L’estate permette di utilizzare gli spazi verdi, ma le ore centrali possono essere calde.
L’inverno rende più leggibile la struttura della villa attraverso gli alberi spogli, anche se il parco e i cantieri possono osservare accessi più limitati.
Il momento più interessante arriverà con la progressiva apertura delle aree restaurate. Nel frattempo, la visita ha soprattutto valore storico e urbano: permette di osservare un grande monumento durante il processo di rinascita.
Cosa vedere nei dintorni
Villa Mella
È la tappa più vicina e indispensabile. Ospita la biblioteca comunale e conserva un parco pubblico collegato al futuro sistema verde di Villa Attanasio.
Villa Crivelli Pusterla
Situata nella frazione di Mombello, è una delle altre grandi residenze storiche di Limbiate. Il complesso fu successivamente inglobato nell’antico ospedale psichiatrico e conserva una storia molto diversa da quella di Villa Medolago.
Parco delle Groane
Boschi, brughiere e piste ciclabili permettono di completare la giornata con una passeggiata naturalistica.
Villa Arconati
A Castellazzo di Bollate, Villa Arconati è una delle grandi ville di delizia lombarde. La visita consente di confrontare una dimora restaurata e aperta al pubblico con il cantiere ancora in corso di Villa Attanasio.

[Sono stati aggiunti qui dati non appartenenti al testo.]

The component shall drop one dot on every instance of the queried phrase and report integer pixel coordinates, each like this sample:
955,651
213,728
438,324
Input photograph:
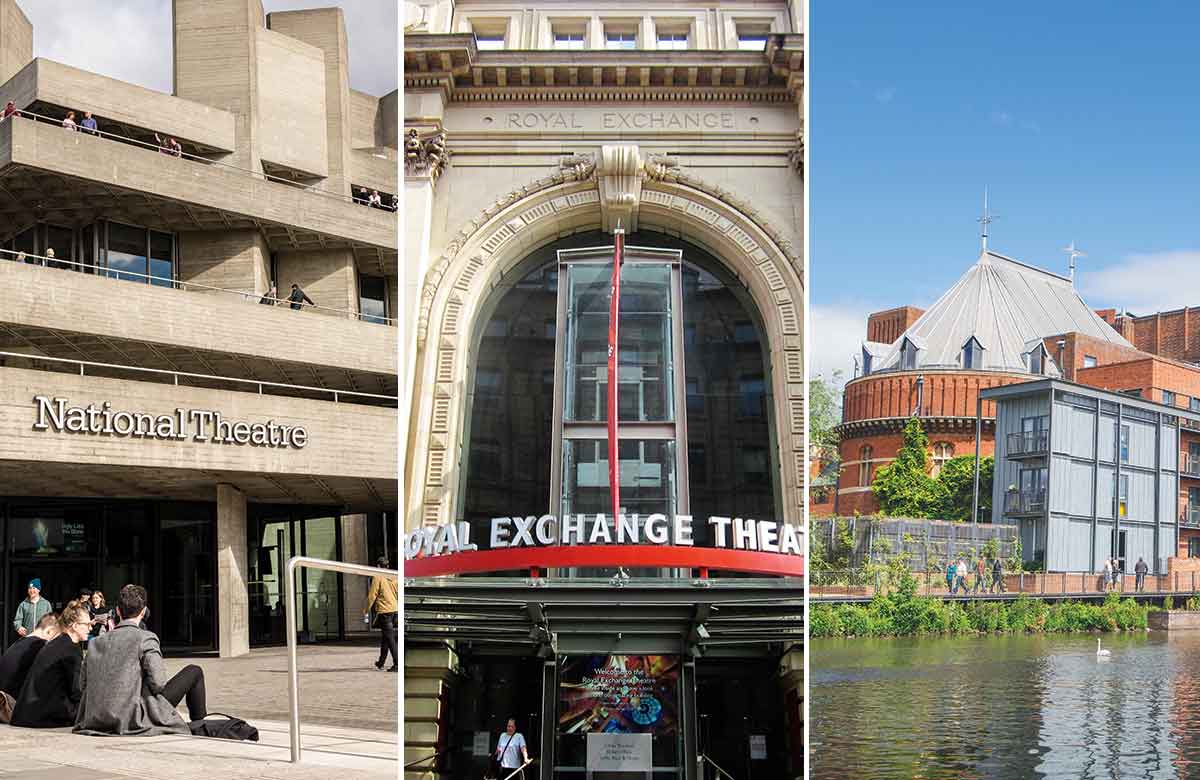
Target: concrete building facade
531,135
166,419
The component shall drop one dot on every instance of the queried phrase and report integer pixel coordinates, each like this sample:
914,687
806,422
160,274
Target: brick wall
887,327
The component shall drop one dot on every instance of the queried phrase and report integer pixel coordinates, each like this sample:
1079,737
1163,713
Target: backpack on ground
223,727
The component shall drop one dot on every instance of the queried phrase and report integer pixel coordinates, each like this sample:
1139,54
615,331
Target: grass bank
905,613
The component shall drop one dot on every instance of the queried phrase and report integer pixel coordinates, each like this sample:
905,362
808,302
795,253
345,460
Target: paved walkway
348,715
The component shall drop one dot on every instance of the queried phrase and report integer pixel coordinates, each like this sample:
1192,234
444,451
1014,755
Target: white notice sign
619,753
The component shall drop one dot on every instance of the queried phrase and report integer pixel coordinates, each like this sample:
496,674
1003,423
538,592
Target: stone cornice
454,65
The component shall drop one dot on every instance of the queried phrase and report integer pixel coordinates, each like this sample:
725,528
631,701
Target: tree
825,412
957,481
904,486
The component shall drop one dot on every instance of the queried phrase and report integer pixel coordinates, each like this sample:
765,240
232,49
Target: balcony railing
1025,502
387,202
163,281
1029,443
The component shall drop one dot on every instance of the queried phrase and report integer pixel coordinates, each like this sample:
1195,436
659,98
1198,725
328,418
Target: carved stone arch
503,235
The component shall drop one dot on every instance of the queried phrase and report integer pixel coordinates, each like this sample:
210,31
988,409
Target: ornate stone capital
619,172
425,156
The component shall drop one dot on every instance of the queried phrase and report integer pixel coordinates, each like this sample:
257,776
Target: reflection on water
1006,707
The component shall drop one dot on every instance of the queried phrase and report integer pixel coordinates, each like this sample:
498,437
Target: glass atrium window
673,41
621,41
569,41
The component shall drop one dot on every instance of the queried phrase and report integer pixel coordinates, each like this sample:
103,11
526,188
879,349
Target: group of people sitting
119,687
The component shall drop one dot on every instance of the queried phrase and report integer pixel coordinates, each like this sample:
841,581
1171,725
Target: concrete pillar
216,64
328,276
16,40
233,595
229,259
325,29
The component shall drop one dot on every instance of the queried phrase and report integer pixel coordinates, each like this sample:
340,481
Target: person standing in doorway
31,610
1140,569
383,599
298,298
511,751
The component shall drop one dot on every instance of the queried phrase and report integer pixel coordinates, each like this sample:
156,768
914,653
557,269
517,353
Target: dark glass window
373,299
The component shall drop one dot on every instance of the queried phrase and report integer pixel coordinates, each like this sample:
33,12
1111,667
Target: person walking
511,751
124,685
298,298
383,599
49,699
31,611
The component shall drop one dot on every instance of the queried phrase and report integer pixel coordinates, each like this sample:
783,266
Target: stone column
233,597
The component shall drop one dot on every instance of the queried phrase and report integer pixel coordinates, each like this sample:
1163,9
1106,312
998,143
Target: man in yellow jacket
383,599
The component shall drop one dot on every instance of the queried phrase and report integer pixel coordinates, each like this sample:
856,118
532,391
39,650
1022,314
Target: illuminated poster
619,694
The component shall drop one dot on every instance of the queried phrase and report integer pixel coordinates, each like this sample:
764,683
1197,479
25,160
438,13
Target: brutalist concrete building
163,418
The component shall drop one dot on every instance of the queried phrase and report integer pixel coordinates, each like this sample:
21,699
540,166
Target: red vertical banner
618,257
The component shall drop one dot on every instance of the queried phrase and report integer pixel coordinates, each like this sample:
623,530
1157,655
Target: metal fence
856,585
925,544
291,615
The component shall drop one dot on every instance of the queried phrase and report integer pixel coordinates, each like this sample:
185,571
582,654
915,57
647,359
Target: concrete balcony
69,177
346,459
65,313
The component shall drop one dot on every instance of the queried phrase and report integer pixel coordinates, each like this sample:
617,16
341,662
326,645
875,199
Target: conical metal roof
1008,307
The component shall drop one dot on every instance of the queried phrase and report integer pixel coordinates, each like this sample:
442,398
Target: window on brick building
864,467
942,453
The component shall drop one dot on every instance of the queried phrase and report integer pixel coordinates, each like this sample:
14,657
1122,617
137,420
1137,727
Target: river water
1006,707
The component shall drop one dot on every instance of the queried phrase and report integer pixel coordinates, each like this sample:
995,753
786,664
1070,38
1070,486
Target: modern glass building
163,419
532,135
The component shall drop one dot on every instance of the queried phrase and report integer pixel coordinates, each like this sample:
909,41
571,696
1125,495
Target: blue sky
1083,119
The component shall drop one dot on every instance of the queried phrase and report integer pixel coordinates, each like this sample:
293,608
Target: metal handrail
289,605
136,142
177,375
111,273
715,766
412,765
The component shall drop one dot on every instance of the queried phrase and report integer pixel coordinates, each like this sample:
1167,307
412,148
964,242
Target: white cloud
1144,283
131,40
835,337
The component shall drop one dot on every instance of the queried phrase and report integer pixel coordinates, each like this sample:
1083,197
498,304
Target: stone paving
348,715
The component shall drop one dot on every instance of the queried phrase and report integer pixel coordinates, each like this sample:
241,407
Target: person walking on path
31,611
125,690
383,599
298,298
1140,569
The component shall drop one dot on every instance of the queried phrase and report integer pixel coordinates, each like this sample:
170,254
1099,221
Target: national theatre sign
199,425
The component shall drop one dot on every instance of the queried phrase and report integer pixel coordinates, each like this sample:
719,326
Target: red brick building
1003,322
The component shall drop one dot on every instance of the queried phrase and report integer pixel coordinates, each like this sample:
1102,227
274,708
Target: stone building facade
531,135
162,424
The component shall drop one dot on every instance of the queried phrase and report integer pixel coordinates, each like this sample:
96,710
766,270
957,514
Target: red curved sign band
598,556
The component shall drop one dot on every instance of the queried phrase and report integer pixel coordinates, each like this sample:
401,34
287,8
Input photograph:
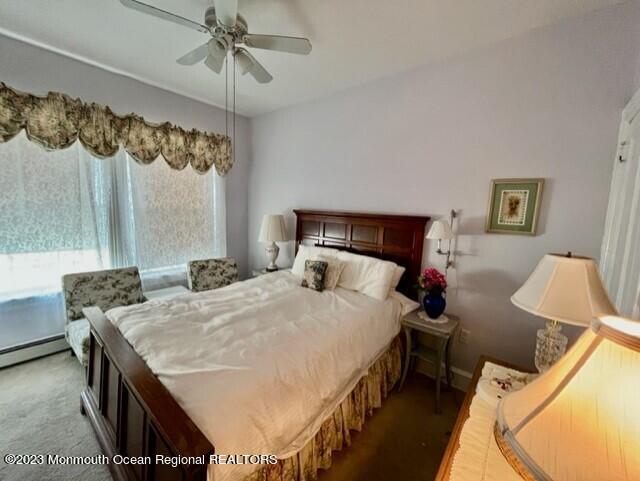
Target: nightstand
442,334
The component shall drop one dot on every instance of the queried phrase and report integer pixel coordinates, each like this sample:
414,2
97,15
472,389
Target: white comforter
259,365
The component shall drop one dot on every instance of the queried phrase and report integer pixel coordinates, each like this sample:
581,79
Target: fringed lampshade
580,420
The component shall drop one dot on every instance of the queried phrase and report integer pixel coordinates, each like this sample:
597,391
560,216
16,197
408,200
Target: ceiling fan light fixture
244,63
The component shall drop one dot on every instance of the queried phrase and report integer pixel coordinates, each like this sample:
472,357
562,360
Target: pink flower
432,280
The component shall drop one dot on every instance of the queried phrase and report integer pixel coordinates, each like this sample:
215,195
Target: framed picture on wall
514,205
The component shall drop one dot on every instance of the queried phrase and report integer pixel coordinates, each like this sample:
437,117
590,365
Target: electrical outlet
464,336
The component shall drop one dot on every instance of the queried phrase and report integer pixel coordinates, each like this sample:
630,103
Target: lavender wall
36,70
542,105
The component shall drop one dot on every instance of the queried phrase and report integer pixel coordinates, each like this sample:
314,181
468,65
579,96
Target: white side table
442,333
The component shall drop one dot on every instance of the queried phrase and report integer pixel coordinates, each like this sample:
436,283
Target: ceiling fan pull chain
233,145
226,96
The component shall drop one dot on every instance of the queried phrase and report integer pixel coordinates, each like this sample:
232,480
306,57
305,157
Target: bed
278,370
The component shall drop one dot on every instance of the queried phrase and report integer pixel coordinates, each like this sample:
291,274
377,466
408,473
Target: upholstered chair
104,289
210,274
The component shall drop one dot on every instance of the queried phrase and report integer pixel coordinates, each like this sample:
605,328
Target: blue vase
434,305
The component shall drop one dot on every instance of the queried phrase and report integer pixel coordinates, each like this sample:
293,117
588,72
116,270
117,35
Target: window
65,211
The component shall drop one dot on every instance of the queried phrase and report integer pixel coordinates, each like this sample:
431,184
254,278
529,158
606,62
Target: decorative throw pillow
334,269
314,273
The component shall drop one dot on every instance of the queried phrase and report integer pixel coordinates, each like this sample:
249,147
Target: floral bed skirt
334,434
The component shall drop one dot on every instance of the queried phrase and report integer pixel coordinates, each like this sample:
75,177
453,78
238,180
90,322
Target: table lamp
562,288
442,230
272,230
579,420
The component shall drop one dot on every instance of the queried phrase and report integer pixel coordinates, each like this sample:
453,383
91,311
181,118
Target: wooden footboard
134,415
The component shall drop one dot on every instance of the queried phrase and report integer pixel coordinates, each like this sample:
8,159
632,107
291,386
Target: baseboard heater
32,350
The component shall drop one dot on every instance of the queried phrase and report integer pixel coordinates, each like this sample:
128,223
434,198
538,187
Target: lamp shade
566,289
440,229
272,229
579,420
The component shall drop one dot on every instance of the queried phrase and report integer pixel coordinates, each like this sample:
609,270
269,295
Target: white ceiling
353,40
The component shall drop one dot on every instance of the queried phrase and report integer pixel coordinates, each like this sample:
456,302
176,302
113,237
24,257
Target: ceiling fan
228,31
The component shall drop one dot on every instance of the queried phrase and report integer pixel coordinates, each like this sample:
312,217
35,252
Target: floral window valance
57,121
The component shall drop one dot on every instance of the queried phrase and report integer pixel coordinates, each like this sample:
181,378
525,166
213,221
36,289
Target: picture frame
514,206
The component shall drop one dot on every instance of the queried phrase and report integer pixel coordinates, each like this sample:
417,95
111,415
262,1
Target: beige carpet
40,414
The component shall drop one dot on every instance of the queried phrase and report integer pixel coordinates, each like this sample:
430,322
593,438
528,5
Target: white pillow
406,305
309,253
395,280
366,274
334,269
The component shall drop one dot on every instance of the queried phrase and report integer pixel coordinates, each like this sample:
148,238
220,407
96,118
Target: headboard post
398,238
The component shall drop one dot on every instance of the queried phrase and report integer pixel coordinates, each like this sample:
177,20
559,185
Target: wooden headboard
397,238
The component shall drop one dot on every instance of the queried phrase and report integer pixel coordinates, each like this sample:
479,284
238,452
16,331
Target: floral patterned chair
105,289
210,274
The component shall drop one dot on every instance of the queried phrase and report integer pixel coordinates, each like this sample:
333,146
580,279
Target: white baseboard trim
31,352
461,378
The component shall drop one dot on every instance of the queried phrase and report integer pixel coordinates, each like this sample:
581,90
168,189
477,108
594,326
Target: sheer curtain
176,217
66,211
620,256
51,222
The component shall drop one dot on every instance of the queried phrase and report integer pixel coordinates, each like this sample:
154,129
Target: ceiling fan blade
226,12
248,64
280,43
196,55
163,14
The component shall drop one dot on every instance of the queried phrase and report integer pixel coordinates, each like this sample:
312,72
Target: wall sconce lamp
442,230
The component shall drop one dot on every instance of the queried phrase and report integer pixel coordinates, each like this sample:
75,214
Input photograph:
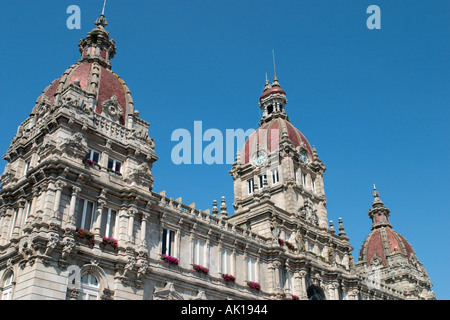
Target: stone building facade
79,219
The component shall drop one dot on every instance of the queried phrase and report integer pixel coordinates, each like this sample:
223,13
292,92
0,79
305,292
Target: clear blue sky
375,103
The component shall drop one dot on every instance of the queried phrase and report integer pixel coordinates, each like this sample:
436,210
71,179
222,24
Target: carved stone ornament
167,293
376,261
75,146
112,109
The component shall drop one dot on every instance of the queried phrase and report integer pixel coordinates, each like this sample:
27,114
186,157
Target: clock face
303,157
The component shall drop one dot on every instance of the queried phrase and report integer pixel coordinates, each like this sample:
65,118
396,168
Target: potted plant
228,277
89,162
87,235
254,285
200,268
107,241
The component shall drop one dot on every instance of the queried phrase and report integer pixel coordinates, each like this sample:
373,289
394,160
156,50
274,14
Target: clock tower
278,168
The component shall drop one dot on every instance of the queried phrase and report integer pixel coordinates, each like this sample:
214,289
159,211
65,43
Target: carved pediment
112,109
167,293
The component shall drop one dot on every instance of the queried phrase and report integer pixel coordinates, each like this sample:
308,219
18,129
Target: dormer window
262,178
94,156
27,166
303,180
114,165
275,176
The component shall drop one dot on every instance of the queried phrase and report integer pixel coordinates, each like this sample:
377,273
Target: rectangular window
226,261
85,215
108,223
94,156
13,223
168,242
114,165
199,252
262,178
303,180
286,280
275,176
251,186
251,270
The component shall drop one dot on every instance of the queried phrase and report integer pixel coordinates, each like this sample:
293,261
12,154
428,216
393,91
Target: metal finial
274,66
104,5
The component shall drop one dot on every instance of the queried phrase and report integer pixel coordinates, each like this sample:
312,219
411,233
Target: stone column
131,214
59,187
73,201
302,293
144,229
17,226
101,202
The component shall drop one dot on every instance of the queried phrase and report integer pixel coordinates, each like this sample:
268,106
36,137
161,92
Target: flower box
110,242
167,258
87,235
228,277
200,268
254,285
290,245
114,172
92,163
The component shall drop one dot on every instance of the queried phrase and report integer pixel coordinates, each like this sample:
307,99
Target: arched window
8,287
315,293
89,289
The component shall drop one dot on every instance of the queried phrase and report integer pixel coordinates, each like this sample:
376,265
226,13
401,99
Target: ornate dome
274,126
268,136
93,75
383,241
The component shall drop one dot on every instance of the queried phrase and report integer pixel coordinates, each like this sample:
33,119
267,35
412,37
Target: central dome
93,75
268,136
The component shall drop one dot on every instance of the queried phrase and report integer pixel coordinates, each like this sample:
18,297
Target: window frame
261,178
199,252
252,270
83,217
226,263
109,222
114,164
251,186
168,239
275,176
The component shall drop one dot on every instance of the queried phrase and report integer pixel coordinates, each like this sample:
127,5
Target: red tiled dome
110,84
93,73
383,242
268,137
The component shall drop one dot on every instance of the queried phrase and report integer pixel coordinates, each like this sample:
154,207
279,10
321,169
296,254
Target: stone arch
105,293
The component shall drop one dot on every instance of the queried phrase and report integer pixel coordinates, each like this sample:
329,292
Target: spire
376,202
379,213
102,20
97,46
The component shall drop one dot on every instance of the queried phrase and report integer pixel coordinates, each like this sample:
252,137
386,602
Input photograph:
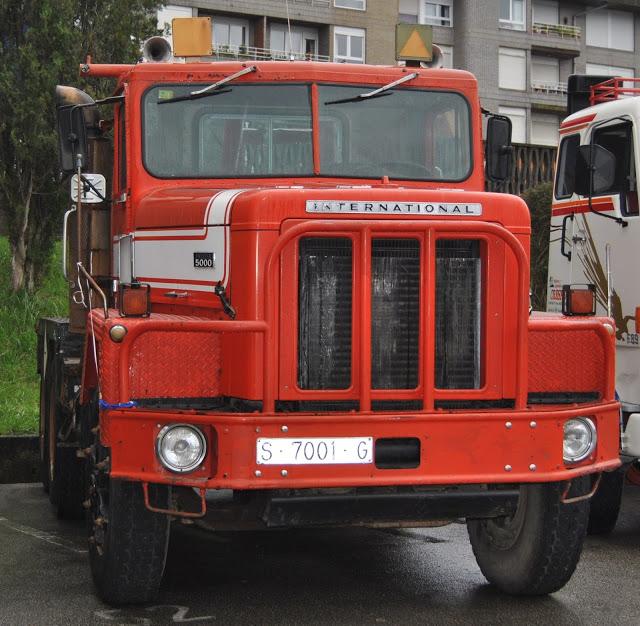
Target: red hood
267,207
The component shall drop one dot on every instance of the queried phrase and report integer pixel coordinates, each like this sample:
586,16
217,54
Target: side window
566,174
618,139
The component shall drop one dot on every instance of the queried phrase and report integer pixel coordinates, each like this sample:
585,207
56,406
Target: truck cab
299,307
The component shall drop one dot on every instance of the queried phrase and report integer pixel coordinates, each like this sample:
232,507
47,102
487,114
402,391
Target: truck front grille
325,308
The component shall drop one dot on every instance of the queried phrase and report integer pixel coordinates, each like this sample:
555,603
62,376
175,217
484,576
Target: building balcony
563,31
549,88
243,53
313,3
562,39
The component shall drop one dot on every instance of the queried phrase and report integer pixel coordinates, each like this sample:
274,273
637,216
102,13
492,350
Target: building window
408,12
595,69
168,12
348,44
360,5
546,12
545,74
544,129
302,43
610,29
512,69
438,13
512,14
229,32
447,55
518,119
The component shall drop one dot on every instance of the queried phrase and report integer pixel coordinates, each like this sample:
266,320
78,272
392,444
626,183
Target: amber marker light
134,300
578,299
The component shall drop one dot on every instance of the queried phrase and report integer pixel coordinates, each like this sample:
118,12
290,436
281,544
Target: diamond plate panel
565,361
175,365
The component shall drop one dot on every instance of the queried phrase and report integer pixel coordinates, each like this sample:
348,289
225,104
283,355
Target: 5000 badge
204,260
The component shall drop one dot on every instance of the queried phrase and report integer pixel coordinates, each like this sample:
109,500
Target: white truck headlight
180,447
579,439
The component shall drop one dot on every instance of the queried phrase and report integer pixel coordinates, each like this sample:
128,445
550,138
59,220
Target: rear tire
127,542
535,551
605,504
65,470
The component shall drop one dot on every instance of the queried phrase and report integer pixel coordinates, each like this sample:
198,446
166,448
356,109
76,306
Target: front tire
127,542
535,551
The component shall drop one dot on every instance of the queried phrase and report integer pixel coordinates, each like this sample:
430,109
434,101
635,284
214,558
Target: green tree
42,43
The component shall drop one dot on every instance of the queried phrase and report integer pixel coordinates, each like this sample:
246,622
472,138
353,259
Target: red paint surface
191,348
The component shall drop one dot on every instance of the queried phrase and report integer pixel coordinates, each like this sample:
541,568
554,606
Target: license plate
314,451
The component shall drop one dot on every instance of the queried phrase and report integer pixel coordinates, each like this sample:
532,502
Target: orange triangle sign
415,47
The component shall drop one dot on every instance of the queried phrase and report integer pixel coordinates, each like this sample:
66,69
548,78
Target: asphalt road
363,576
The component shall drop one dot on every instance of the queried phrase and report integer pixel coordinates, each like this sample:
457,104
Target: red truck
293,304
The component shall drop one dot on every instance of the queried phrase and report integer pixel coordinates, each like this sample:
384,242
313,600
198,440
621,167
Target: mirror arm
617,220
563,237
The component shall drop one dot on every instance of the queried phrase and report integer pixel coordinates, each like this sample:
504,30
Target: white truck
595,241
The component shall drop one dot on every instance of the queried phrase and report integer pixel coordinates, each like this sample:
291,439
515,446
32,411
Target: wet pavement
338,576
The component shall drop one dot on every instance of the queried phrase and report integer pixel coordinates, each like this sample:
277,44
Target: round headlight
579,439
180,447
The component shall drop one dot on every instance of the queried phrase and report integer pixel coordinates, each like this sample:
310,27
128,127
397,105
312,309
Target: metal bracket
176,512
565,500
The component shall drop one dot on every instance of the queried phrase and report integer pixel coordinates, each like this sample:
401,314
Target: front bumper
484,447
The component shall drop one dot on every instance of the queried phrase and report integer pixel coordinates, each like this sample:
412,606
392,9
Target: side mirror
498,148
72,138
71,104
595,170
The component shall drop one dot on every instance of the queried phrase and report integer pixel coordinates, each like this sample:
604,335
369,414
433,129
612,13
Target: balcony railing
313,3
563,31
240,53
549,87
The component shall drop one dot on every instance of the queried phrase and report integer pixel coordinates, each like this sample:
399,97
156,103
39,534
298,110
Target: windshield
262,130
404,133
240,130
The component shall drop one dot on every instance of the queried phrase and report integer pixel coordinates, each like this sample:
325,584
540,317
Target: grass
19,313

Villa Borromeo Visconti Litta
A Lainate, la villa è celebre per il Ninfeo e i giochi d’acqua. Rappresenta uno degli esempi più raffinati di residenza suburbana della nobiltà milanese.
Palazzo Arese Borromeo
A Cesano Maderno conserva sale affrescate, corti e giardini. È un’altra tappa utile per comprendere il sistema delle residenze aristocratiche tra Milano e la Brianza.
Consigli pratici
Non confondete Villa Attanasio con una villa già completamente restaurata e visitabile.
Controllate gli aggiornamenti del Comune prima di partire, perché accessi e aree aperte cambiano con l’avanzamento dei lavori.
Non entrate nelle zone recintate. L’edificio principale resta interessato da consolidamenti e restauri.
Abbinate la visita a Villa Mella e al centro storico di Limbiate.
Osservate la villa come un sistema formato da portineria, corte, edificio principale e parco, non soltanto come una facciata.
Dedicate attenzione alle aquile e alle ruote dei Molinari sulla sommità del corpo centrale: sono il dettaglio che conserva con maggiore immediatezza l’identità settecentesca della dimora.